O presidente do Supremo Tribunal Federal (STF), ministro Luís Roberto Barroso, afirmou nesta segunda-feira (3), em Brasília, que os Três Poderes do país atuam de forma independente, porém alinhados aos princípios da Constituição. A declaração foi dada durante a cerimônia que marcou o início das atividades da Corte neste ano.
A solenidade contou com a presença do presidente Luiz Inácio Lula da Silva, do vice-presidente Geraldo Alckmin e dos recém-eleitos presidentes da Câmara dos Deputados, Hugo Motta (Republicanos-PB), e do Senado, Davi Alcolumbre (União Brasil-AP).
Durante seu discurso, Barroso destacou a importância da cooperação entre os Poderes e ressaltou a legitimidade de seus líderes. “Estamos aqui reunidos: o presidente Lula, eleito democraticamente com mais de 60 milhões de votos; o presidente do Senado, Davi Alcolumbre, escolhido com expressiva maioria entre os senadores; e o presidente da Câmara, Hugo Motta, que recebeu 444 votos, tornando-se o segundo candidato mais votado na história da Casa”, disse o presidente do supremo.
O ministro também mencionou os atos de 8 de janeiro de 2023, enfatizando a resistência das instituições diante das investidas contra a democracia.

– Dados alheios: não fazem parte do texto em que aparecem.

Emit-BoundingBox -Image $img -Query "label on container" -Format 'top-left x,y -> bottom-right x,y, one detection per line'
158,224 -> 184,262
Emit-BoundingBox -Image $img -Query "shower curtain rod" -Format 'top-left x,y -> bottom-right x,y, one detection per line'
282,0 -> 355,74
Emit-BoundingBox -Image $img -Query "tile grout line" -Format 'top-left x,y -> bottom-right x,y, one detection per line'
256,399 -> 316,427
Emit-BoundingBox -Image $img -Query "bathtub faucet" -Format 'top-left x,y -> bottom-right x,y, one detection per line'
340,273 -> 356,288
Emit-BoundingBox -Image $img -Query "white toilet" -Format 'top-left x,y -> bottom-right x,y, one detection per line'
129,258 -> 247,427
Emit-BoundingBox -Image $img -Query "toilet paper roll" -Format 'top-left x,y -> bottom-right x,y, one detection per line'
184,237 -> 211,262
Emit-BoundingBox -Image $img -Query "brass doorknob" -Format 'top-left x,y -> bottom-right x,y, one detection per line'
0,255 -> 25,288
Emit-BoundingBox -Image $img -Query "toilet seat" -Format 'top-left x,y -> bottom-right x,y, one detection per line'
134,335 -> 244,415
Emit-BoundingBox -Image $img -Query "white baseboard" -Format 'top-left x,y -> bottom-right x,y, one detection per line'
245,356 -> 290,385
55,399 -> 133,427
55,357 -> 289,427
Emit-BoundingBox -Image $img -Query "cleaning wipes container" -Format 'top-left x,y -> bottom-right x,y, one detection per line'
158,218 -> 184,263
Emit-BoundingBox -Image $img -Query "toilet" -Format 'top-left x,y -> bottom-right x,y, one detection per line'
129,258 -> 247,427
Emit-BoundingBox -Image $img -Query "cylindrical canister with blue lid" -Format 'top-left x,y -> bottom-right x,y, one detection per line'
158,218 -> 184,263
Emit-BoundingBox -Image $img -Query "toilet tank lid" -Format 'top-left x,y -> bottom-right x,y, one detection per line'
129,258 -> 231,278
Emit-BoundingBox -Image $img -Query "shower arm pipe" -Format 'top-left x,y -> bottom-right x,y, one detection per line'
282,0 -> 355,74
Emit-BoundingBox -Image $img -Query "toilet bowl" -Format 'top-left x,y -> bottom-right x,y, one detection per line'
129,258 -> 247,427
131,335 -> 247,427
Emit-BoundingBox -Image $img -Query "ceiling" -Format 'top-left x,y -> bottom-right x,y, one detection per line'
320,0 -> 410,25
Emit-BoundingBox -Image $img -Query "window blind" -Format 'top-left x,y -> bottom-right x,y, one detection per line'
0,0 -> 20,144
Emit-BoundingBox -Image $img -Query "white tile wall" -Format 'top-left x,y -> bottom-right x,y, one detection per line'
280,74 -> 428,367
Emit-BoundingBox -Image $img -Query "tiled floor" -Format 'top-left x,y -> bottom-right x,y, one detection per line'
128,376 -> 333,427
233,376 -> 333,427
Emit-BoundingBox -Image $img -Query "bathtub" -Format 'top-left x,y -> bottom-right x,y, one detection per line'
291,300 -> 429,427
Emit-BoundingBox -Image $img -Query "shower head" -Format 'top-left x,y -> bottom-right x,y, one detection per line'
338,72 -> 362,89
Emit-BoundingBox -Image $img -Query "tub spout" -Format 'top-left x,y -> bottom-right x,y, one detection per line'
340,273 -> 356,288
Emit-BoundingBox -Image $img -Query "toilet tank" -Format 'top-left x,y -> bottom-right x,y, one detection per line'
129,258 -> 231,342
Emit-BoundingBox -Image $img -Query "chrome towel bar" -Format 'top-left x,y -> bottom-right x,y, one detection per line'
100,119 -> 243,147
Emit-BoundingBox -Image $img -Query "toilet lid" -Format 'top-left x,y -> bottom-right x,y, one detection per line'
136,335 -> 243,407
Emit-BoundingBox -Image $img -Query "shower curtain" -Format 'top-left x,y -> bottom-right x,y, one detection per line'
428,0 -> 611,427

“Neste plenário, que foi invadido e destruído em um ataque de fúria antidemocrática, reafirmamos a vitória da democracia e das instituições, além do compromisso com um país que respeita a diversidade de ideias e a convivência pacífica”, afirmou.
Pautas do STF
O Supremo inicia os julgamentos de 2025 na próxima quarta-feira (5), com a retomada da análise sobre a legalidade das revistas íntimas em presídios, utilizadas como método para barrar a entrada de drogas, armas e celulares. A maioria dos ministros já se manifestou contra a prática, mas o julgamento foi interrompido por um pedido de vista do ministro Alexandre de Moraes, que deverá apresentar sua posição.
Além disso, a Corte voltará a julgar a chamada “ADPF das Favelas“, que trata da letalidade policial no Rio de Janeiro. No processo, o STF já determinou medidas para reduzir o número de mortes em operações das forças de segurança contra o crime organizado nas comunidades cariocas.